Index: linux/arch/x86/mm/numa.c
===================================================================
--- linux.orig/arch/x86/mm/numa.c	2010-04-28 09:44:52.422898844 -0500
+++ linux/arch/x86/mm/numa.c	2010-04-28 09:49:39.282899779 -0500
@@ -2,6 +2,7 @@
 #include <linux/topology.h>
 #include <linux/module.h>
 #include <linux/bootmem.h>
+#include <linux/random.h>
 
 #ifdef CONFIG_DEBUG_PER_CPU_MAPS
 # define DBG(x...) printk(KERN_DEBUG x)
@@ -65,3 +66,19 @@ const struct cpumask *cpumask_of_node(in
 }
 EXPORT_SYMBOL(cpumask_of_node);
 #endif
+
+/*
+ * Return the bit number of a random bit set in the nodemask.

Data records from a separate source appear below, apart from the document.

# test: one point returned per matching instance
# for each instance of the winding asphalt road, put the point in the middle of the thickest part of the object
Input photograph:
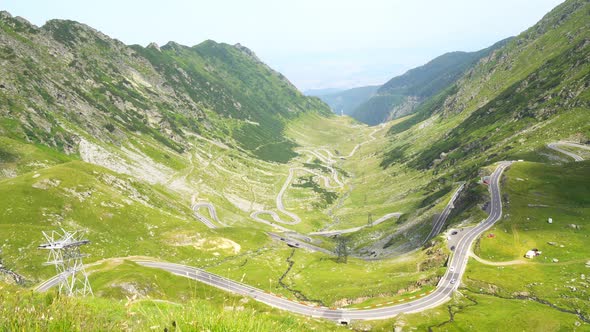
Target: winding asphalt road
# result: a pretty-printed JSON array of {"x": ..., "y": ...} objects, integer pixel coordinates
[
  {"x": 576, "y": 157},
  {"x": 204, "y": 219},
  {"x": 440, "y": 221},
  {"x": 445, "y": 288}
]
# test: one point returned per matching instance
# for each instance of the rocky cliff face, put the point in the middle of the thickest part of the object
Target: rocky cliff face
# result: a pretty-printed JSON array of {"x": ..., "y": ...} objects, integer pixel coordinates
[{"x": 64, "y": 81}]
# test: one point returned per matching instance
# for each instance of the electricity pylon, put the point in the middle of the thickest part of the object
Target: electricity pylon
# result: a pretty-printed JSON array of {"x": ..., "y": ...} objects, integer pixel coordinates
[{"x": 64, "y": 253}]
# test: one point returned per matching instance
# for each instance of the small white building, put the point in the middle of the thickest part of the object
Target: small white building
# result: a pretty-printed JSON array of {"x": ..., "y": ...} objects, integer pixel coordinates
[{"x": 532, "y": 253}]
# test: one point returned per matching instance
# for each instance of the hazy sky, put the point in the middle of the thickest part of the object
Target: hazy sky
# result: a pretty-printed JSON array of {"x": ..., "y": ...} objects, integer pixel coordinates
[{"x": 315, "y": 43}]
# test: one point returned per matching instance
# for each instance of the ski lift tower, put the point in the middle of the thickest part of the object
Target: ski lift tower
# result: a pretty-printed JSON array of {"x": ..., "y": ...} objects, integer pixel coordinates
[{"x": 64, "y": 253}]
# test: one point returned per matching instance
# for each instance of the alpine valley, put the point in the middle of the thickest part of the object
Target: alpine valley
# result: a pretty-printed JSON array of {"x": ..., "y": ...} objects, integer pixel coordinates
[{"x": 215, "y": 196}]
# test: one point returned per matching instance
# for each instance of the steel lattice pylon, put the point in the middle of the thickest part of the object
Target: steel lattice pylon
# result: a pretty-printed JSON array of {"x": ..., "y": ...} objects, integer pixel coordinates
[{"x": 64, "y": 253}]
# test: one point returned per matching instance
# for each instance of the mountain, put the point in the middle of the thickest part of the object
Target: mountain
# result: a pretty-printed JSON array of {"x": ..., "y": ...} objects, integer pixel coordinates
[
  {"x": 402, "y": 94},
  {"x": 65, "y": 79},
  {"x": 344, "y": 102},
  {"x": 529, "y": 92}
]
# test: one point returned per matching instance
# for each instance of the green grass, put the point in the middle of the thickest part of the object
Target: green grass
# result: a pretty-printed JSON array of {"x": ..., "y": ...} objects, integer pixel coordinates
[{"x": 47, "y": 312}]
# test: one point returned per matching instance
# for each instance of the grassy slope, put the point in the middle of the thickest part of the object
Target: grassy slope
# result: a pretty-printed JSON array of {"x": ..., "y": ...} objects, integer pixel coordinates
[{"x": 517, "y": 297}]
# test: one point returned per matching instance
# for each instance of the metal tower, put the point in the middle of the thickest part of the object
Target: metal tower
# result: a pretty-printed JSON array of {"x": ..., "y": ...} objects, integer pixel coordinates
[{"x": 64, "y": 253}]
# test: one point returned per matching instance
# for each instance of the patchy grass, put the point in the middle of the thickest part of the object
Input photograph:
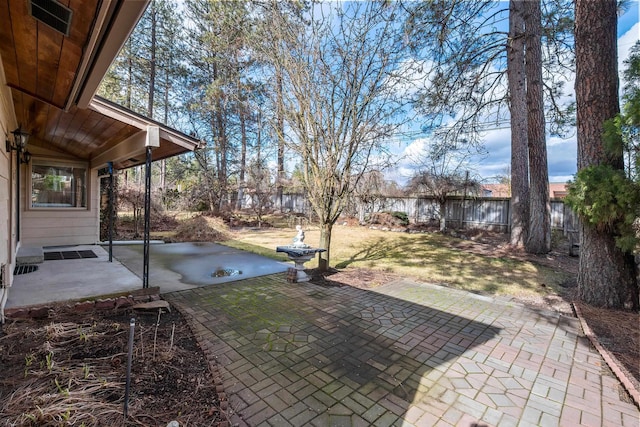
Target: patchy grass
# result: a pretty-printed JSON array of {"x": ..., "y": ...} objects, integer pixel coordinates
[{"x": 428, "y": 257}]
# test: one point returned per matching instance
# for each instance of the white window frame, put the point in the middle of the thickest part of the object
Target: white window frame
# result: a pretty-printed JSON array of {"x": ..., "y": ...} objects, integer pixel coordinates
[{"x": 62, "y": 164}]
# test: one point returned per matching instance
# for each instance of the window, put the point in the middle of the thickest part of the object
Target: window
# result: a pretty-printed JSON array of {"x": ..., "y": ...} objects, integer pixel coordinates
[{"x": 58, "y": 185}]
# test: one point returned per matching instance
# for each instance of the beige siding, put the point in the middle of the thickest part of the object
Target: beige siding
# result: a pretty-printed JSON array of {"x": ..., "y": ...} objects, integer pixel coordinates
[
  {"x": 58, "y": 227},
  {"x": 7, "y": 235}
]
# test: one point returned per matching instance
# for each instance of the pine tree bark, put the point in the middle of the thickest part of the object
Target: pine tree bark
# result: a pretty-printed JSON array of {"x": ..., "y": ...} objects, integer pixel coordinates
[
  {"x": 606, "y": 275},
  {"x": 539, "y": 231},
  {"x": 518, "y": 108}
]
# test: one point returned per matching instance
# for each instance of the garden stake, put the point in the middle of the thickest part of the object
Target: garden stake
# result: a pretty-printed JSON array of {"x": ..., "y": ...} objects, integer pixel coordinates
[{"x": 132, "y": 327}]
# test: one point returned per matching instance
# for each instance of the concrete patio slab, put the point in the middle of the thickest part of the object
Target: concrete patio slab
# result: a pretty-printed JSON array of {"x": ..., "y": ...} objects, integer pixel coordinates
[
  {"x": 70, "y": 279},
  {"x": 179, "y": 266},
  {"x": 404, "y": 354}
]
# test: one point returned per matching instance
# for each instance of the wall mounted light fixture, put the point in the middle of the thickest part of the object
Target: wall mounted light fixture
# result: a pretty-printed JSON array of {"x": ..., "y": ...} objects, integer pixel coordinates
[{"x": 20, "y": 139}]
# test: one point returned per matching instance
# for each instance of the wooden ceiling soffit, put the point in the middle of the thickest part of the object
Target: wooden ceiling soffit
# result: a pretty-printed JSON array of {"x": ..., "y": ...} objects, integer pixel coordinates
[{"x": 130, "y": 150}]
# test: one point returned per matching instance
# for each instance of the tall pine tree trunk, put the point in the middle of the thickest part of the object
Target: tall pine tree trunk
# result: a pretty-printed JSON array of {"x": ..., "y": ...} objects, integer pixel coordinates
[
  {"x": 606, "y": 275},
  {"x": 539, "y": 232},
  {"x": 325, "y": 243},
  {"x": 518, "y": 105},
  {"x": 280, "y": 136}
]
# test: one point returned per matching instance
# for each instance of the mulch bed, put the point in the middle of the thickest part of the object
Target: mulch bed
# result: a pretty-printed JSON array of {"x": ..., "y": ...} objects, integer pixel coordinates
[{"x": 70, "y": 369}]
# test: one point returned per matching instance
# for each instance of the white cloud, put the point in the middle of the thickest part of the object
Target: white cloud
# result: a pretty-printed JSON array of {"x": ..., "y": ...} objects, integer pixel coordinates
[{"x": 561, "y": 153}]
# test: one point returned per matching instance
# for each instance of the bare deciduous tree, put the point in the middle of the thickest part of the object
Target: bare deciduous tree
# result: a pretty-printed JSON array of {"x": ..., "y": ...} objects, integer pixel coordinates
[{"x": 342, "y": 97}]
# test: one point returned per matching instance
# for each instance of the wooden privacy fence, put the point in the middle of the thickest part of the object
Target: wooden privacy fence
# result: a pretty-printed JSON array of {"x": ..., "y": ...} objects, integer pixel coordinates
[{"x": 478, "y": 212}]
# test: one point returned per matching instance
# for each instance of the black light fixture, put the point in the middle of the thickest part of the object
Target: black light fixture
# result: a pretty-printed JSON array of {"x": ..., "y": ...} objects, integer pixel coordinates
[{"x": 20, "y": 138}]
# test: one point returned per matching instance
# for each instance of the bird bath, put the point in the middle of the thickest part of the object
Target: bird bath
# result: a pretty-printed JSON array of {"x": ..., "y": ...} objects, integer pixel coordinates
[{"x": 299, "y": 252}]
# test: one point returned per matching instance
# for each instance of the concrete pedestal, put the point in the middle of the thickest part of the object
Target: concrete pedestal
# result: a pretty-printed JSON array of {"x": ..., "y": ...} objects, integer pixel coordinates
[{"x": 299, "y": 256}]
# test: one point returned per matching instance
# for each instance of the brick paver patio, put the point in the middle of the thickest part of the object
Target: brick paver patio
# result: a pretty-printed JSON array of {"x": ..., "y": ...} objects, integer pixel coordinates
[{"x": 404, "y": 354}]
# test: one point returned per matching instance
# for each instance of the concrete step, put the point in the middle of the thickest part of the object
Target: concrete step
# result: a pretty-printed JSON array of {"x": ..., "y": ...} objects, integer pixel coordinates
[{"x": 30, "y": 255}]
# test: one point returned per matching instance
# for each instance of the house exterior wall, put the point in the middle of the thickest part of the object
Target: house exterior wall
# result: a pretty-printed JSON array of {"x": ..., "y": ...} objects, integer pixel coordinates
[
  {"x": 60, "y": 227},
  {"x": 7, "y": 231}
]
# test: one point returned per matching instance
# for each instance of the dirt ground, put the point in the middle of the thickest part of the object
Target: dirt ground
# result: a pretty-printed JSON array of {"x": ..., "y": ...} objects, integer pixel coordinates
[{"x": 70, "y": 368}]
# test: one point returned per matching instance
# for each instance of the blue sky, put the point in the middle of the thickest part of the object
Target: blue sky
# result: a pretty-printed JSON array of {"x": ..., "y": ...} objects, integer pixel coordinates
[{"x": 561, "y": 152}]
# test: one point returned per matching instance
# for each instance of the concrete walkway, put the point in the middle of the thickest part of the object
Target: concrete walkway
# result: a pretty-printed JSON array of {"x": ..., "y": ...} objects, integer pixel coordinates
[{"x": 406, "y": 354}]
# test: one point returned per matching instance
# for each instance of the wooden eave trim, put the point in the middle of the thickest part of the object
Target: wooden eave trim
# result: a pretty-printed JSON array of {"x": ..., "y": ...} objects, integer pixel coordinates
[
  {"x": 128, "y": 117},
  {"x": 120, "y": 18}
]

+ *   (returns -1 if nodemask is empty)
+ */
+int __node_random(const nodemask_t *maskp)
+{
+	int w, bit = -1;
+
+	w = nodes_weight(*maskp);
+	if (w)
+		bit = bitmap_find_nth_bit(maskp->bits,
+			get_random_int() % w, MAX_NUMNODES);
+	return bit;
+}
+EXPORT_SYMBOL(__node_random);
Index: linux/include/linux/bitmap.h
===================================================================
--- linux.orig/include/linux/bitmap.h	2010-04-28 09:44:52.494903609 -0500
+++ linux/include/linux/bitmap.h	2010-04-28 09:45:24.952154639 -0500
@@ -141,6 +141,7 @@ extern int bitmap_find_free_region(unsig
 extern void bitmap_release_region(unsigned long *bitmap, int pos, int order);
 extern int bitmap_allocate_region(unsigned long *bitmap, int pos, int order);
 extern void bitmap_copy_le(void *dst, const unsigned long *src, int nbits);
+extern int bitmap_find_nth_bit(const unsigned long *bitmap, int n, int bits);
 
 #define BITMAP_LAST_WORD_MASK(nbits)					\
 (									\
Index: linux/include/linux/nodemask.h
===================================================================
--- linux.orig/include/linux/nodemask.h	2010-04-28 09:44:52.494903609 -0500
+++ linux/include/linux/nodemask.h	2010-04-28 09:45:24.984152911 -0500
@@ -66,6 +66,8 @@
  * int num_online_nodes()		Number of online Nodes
  * int num_possible_nodes()		Number of all possible Nodes
  *
+ * int node_random(mask)              Random node with set bit in mask
+ *
  * int node_online(node)		Is some node online?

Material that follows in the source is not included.